Using parameters
The workflow files may have parameters in their header that allow you to change the behavior of the document without changing its code.
For example, consider this header:
---
title: "tiltWorkflows"
params:
output: "output"
file: "example.csv"
---
Each parameter is an element of the params
list:
params
#> $output
#> [1] "output"
#>
#> $file
#> [1] "example.csv"
The workflow files use those parameters in many ways, for example, to create paths:
file.path(params$output, params$file)
#> [1] "output/example.csv"
You can set your own parameters in RStudio. Open the document and click on “Knit with Parameters …”:
Change the defaults as you need then click on “Kint”.
Learn more about parametrized computational documents.
Sharing your work
You can share a link to the output “.md” file of each workflow by
pasting its contents into a new GitHub
gist, or from the terminal with the gh
CLI, e.g:
Also you may share input/ output/ and the cache/ directories by compressing them into a .zip file, uploading them to an online drive, then sharing the link.
Handling large datasets and long run times
The tiltWorkflows package handles a large *companies
dataset by splitting it in chunks that fit in your computer’s memory,
and running multiple chunks in parallel across multiple cores. The
entire process may still take a long time, but tiltWorkflows caches
intermediate results so you can interrupt the process at any point and
resume later without recomputing completed chunks.
That may be enough for you, but you can still complete your job faster. You can run multiple processes in a complementary way and no interruption.
Running multiple processes in a complementary way
Multiple processes can cooperate and complete all chunks faster than possible with a single process.

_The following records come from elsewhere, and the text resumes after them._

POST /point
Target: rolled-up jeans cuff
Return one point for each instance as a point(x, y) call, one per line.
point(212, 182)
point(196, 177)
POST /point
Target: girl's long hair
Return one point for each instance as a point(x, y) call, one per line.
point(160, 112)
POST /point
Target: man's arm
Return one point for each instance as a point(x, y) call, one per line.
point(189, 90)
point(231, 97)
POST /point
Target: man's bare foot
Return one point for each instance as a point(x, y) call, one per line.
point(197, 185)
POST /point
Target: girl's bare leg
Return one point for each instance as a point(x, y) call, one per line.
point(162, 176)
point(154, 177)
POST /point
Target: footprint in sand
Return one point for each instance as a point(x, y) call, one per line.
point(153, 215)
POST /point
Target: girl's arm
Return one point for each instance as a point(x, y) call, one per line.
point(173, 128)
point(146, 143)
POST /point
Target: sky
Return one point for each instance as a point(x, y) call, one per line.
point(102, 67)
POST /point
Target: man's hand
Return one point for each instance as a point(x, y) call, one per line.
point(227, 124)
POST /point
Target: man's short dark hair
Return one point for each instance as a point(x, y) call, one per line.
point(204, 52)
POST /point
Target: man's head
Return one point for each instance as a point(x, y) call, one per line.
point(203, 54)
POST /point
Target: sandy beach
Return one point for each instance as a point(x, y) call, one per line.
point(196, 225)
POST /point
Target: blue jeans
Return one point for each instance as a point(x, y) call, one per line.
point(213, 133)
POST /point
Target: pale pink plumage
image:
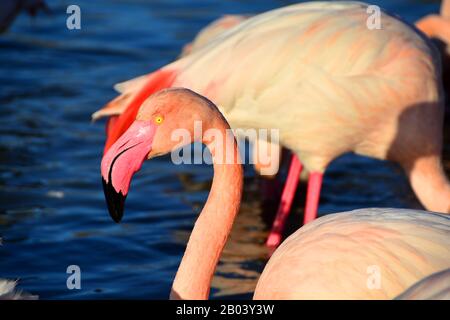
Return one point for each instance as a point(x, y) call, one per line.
point(331, 85)
point(327, 259)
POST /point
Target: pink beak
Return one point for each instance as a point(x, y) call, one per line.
point(122, 160)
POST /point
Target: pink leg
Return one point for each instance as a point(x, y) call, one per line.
point(313, 195)
point(286, 202)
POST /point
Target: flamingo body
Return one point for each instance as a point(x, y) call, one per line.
point(335, 256)
point(328, 83)
point(327, 259)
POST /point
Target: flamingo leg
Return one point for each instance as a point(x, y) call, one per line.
point(313, 195)
point(287, 197)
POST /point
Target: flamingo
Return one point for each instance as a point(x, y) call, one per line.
point(433, 287)
point(328, 83)
point(326, 259)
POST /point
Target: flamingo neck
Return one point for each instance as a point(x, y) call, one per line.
point(430, 184)
point(211, 230)
point(445, 8)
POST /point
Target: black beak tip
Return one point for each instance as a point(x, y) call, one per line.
point(115, 201)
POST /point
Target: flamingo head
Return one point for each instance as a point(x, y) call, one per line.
point(150, 135)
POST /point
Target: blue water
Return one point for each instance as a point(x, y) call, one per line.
point(52, 209)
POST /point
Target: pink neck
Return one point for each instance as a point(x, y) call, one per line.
point(210, 233)
point(430, 184)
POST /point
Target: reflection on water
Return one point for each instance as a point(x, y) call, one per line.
point(52, 210)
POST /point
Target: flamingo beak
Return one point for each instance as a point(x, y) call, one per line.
point(121, 161)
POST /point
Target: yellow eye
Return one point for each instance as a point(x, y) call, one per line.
point(159, 119)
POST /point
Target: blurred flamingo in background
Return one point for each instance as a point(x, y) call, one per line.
point(328, 83)
point(433, 287)
point(9, 9)
point(8, 290)
point(327, 259)
point(437, 25)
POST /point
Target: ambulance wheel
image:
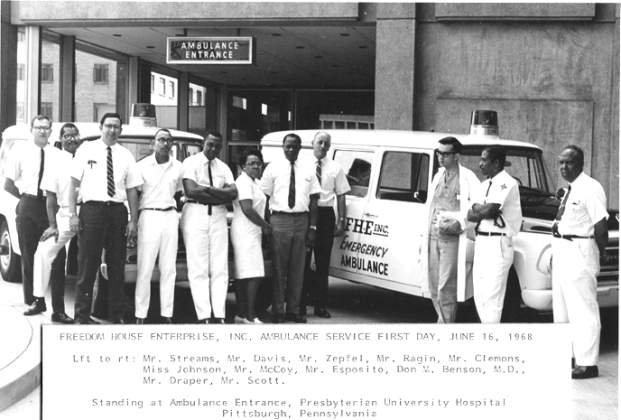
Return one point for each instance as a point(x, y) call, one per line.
point(10, 262)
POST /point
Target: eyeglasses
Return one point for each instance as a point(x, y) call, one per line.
point(444, 154)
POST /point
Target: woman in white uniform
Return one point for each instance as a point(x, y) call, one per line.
point(248, 222)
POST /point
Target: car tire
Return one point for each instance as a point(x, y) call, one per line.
point(10, 263)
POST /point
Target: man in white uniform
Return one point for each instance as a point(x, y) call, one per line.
point(581, 233)
point(498, 212)
point(208, 184)
point(334, 186)
point(56, 183)
point(158, 226)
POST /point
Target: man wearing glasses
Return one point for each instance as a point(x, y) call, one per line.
point(158, 225)
point(498, 214)
point(24, 171)
point(56, 183)
point(107, 175)
point(453, 189)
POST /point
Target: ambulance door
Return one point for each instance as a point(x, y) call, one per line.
point(358, 165)
point(395, 221)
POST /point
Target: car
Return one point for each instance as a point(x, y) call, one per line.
point(388, 210)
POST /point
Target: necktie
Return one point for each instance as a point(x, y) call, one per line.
point(210, 182)
point(39, 191)
point(560, 212)
point(110, 173)
point(292, 187)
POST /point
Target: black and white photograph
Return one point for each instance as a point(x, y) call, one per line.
point(425, 196)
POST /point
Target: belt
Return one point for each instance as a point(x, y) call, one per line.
point(292, 213)
point(102, 203)
point(154, 209)
point(36, 197)
point(571, 237)
point(479, 233)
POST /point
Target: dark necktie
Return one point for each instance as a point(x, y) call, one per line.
point(210, 182)
point(39, 191)
point(110, 174)
point(292, 186)
point(559, 214)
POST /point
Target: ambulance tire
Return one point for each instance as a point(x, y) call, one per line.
point(512, 308)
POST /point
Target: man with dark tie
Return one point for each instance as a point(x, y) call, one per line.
point(330, 223)
point(24, 172)
point(293, 191)
point(56, 183)
point(580, 233)
point(208, 184)
point(107, 175)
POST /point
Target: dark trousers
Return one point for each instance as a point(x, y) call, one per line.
point(103, 226)
point(31, 222)
point(315, 289)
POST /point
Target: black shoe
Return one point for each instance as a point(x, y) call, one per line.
point(37, 307)
point(62, 317)
point(584, 372)
point(322, 313)
point(298, 319)
point(89, 321)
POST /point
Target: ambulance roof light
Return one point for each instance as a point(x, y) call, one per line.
point(484, 123)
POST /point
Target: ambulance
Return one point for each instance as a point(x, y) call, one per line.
point(386, 241)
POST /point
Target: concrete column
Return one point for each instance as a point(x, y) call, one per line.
point(8, 69)
point(67, 79)
point(394, 66)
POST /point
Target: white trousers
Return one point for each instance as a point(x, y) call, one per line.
point(46, 254)
point(158, 234)
point(493, 256)
point(574, 293)
point(207, 245)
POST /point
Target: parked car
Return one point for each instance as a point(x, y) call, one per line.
point(388, 210)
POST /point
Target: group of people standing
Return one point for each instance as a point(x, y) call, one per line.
point(484, 217)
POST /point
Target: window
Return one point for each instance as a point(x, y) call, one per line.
point(47, 109)
point(21, 72)
point(100, 73)
point(357, 166)
point(404, 177)
point(47, 73)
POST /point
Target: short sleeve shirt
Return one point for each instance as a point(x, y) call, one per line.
point(504, 190)
point(585, 206)
point(90, 168)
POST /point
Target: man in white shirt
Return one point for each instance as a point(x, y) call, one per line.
point(56, 183)
point(580, 233)
point(498, 212)
point(106, 175)
point(158, 226)
point(208, 184)
point(24, 171)
point(293, 192)
point(334, 186)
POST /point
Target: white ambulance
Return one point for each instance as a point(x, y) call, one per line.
point(388, 211)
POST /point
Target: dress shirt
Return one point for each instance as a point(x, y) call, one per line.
point(161, 182)
point(586, 205)
point(275, 184)
point(333, 180)
point(90, 168)
point(195, 169)
point(24, 164)
point(58, 180)
point(504, 191)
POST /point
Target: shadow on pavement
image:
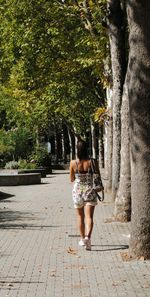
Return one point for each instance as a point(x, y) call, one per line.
point(5, 195)
point(109, 248)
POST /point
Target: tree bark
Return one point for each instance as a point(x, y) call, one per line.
point(71, 145)
point(101, 148)
point(108, 145)
point(117, 49)
point(139, 98)
point(122, 211)
point(93, 136)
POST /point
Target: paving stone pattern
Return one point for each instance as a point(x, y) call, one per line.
point(39, 252)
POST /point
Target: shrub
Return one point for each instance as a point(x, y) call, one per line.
point(11, 165)
point(24, 164)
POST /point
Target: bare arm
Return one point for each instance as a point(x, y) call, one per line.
point(72, 174)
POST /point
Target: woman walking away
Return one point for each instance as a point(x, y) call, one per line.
point(84, 197)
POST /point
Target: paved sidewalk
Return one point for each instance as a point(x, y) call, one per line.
point(39, 253)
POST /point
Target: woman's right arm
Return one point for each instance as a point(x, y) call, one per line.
point(72, 174)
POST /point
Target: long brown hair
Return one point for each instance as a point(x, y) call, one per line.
point(82, 152)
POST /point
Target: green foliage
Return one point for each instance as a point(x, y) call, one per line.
point(42, 158)
point(52, 63)
point(102, 116)
point(16, 143)
point(25, 164)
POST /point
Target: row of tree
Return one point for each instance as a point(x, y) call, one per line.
point(68, 63)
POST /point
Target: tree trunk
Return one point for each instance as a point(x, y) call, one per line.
point(71, 144)
point(139, 98)
point(108, 145)
point(122, 211)
point(56, 145)
point(101, 148)
point(117, 49)
point(93, 135)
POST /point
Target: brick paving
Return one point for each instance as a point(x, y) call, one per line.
point(39, 253)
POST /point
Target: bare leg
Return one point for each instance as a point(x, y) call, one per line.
point(89, 212)
point(80, 219)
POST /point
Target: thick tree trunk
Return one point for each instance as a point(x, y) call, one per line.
point(108, 145)
point(93, 135)
point(122, 211)
point(117, 49)
point(139, 98)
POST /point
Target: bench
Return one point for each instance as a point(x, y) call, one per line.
point(42, 171)
point(20, 179)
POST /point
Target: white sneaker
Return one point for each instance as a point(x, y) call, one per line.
point(87, 244)
point(81, 242)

It can be twice faster when two processes run the same workflow and
feed the same cache but work through chunks in reverse order with the
parameter order = 'rev'
.
You can run the same workflow from multiple processes in a number of ways:
Launch multiple instance of RStudio and click on Knit.
Write multiple .R files and run them as a background job in RStudio:
# job1.R
rmarkdown::render('profile_emissions.Rmd')
# job2.R
rmarkdown::render('profile_emissions.Rmd', params = list(order = 'rev'))
- From multiple instances of the Terminal use
Rscript
with an R expression:
# Terminal 1
Rscript -e "rmarkdown::render('profile_emissions.Rmd')"
# Terminal 2
Rscript -e "rmarkdown::render('profile_emissions.Rmd', params = list(order = 'rev'))"
For even faster results use the parameter
order = 'sample'
and run as many processes as you want.
No interruptions
To avoid interruptions you can use a remote computer.
I typically compute in containers from the rocker/verse
image running on a Docker droplet
on DigitalOcean. For interactive work I use RStudio in the
container. But for non-interactive, long-running scripts I use
tmux
: I ssh
into a terminal on the remote
server, start a tmux
session, and use as many terminals as
necessary to execute and monitor jobs inside the container.